Suresh, Visakha BSE*; Levites, Heather MD; Peskoe, Sarah PhD; Hein, Rachel MD; Avashia, Yash MD; Erdmann, Detlev MD, PhD, MHSc

doi: 10.1097/SAP.0000000000001759

Panniculectomy procedures have been reported to significantly improve quality of life, increase mobility, and improve hygiene in patients with a significant pannus formation. The primary aims of this study were to determine which preoperative risk factors may be used to differentiate postoperative complication rate among patient cohorts and to validate utilization of the American College of Surgeons (ACS) National Surgical Quality Improvement Program (NSQIP) risk calculator in patients undergoing panniculectomies.

Methods This retrospective study included all patients who underwent a panniculectomy procedure at our institution from 2005 to 2016. Baseline characteristics, preoperative risk factors, medical comorbidities, and postoperative complications were collected via retrospective chart review.

Results Two hundred sixty-four patients who underwent a panniculectomy were identified. The odds ratios of any postoperative complication were 8.26, 7.76, and 16.6 for patients with classes 1, 2, and 3 obesity, respectively (P < 0.05). Statistical modeling was utilized to evaluate the predictive performance of the ACS-NSQIP Surgical Risk Calculator. We calculated the C-statistic for the ACS-NSQIP model to be only 0.61, indicating that although the model is associated with the risk of complication, it does not have a strong predictive value for this particular procedure.
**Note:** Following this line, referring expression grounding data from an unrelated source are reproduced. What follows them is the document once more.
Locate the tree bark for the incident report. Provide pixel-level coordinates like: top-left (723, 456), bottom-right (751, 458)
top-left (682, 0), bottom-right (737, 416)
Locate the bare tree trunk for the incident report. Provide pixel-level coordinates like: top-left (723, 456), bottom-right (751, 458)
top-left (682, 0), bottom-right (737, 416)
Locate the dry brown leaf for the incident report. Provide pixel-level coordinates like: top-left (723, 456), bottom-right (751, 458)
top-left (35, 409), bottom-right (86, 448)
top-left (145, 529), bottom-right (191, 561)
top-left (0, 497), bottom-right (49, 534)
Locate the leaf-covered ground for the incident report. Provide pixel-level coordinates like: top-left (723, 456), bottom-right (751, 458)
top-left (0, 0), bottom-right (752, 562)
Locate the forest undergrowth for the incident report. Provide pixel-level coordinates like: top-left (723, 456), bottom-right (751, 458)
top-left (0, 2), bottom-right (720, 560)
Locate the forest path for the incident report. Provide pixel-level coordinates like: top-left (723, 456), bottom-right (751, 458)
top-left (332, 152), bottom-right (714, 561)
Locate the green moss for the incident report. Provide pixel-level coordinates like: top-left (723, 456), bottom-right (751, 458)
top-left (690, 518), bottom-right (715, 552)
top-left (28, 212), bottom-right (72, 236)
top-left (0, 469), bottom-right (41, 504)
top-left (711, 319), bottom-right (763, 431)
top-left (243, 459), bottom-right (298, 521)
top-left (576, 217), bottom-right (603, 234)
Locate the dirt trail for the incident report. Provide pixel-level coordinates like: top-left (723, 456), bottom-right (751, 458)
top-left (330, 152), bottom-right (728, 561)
Discussion This study is one of the first to characterize postoperative complication rate based on extremum of body mass index for panniculectomy patients. Our results show that the utilization of the ACS-NSQIP Risk Calculator in this particular patient population underestimates the complication risk as a whole, which may necessitate the future development of a separate risk assessment model for this procedure.
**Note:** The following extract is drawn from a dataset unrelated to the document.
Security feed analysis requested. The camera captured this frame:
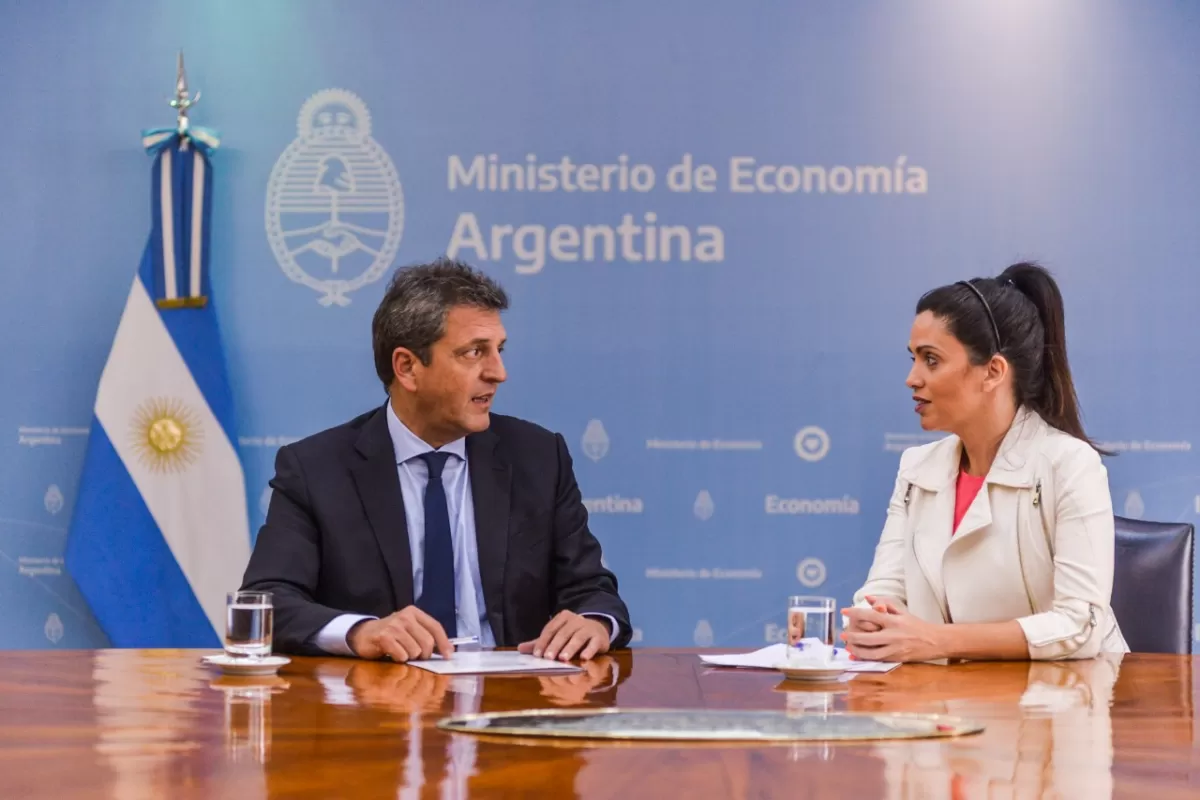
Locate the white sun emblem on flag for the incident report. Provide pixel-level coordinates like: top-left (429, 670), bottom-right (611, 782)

From the *Duke University School of Medicine;

Division of Plastic, Maxillofacial, and Oral Surgery, Department of Surgery, and

Department of Biostatistics and Bioinformatics, Duke University Medical Center, Durham, NC.

Received July 5, 2018, and accepted for publication, after revision October 17, 2018.
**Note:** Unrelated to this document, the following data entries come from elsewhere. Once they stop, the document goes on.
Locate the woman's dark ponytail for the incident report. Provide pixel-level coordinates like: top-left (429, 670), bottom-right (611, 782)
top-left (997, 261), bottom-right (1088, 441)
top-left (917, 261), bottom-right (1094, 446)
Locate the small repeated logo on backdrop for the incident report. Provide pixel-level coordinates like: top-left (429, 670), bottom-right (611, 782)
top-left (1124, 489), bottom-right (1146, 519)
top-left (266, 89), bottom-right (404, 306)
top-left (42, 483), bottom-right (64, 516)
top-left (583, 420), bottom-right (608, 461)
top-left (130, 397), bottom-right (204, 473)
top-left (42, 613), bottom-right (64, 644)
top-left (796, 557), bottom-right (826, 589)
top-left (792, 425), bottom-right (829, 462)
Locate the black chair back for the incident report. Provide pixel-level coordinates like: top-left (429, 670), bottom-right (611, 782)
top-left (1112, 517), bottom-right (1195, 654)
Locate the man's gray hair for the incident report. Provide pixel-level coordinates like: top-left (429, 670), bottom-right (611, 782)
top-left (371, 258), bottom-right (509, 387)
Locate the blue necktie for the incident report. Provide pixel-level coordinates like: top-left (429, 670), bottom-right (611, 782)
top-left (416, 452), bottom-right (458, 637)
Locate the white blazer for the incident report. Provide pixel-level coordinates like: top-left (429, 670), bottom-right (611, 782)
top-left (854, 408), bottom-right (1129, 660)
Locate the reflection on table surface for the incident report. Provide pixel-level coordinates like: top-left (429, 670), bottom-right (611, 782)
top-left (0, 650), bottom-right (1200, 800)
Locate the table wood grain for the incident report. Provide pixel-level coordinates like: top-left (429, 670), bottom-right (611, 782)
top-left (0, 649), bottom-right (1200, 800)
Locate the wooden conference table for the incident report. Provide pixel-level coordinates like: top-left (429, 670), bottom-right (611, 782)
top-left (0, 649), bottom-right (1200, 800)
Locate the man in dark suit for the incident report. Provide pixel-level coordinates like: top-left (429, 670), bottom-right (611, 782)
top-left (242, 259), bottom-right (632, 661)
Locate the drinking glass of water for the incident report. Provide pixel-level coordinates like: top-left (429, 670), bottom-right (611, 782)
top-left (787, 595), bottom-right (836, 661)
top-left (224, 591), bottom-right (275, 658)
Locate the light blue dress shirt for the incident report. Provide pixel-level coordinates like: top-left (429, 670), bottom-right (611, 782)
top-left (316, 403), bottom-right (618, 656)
Author Contributions: V.S.: study idea and design, data collection, data analysis and interpretation, manuscript drafting and editing. H.L.: data analysis, manuscript drafting and editing. S.P.: statistical analysis. R.H.: manuscript drafting and editing. Y.A.: study design, manuscript drafting and editing. D.E.: study idea and design, manuscript drafting and editing.

Institutional review board approval was obtained for this study.

This study was presented at the 63rd Annual Meeting of the Plastic Surgery Research Council in Birmingham, AL, in May 2018.

Conflicts of interest and sources of funding: none declared.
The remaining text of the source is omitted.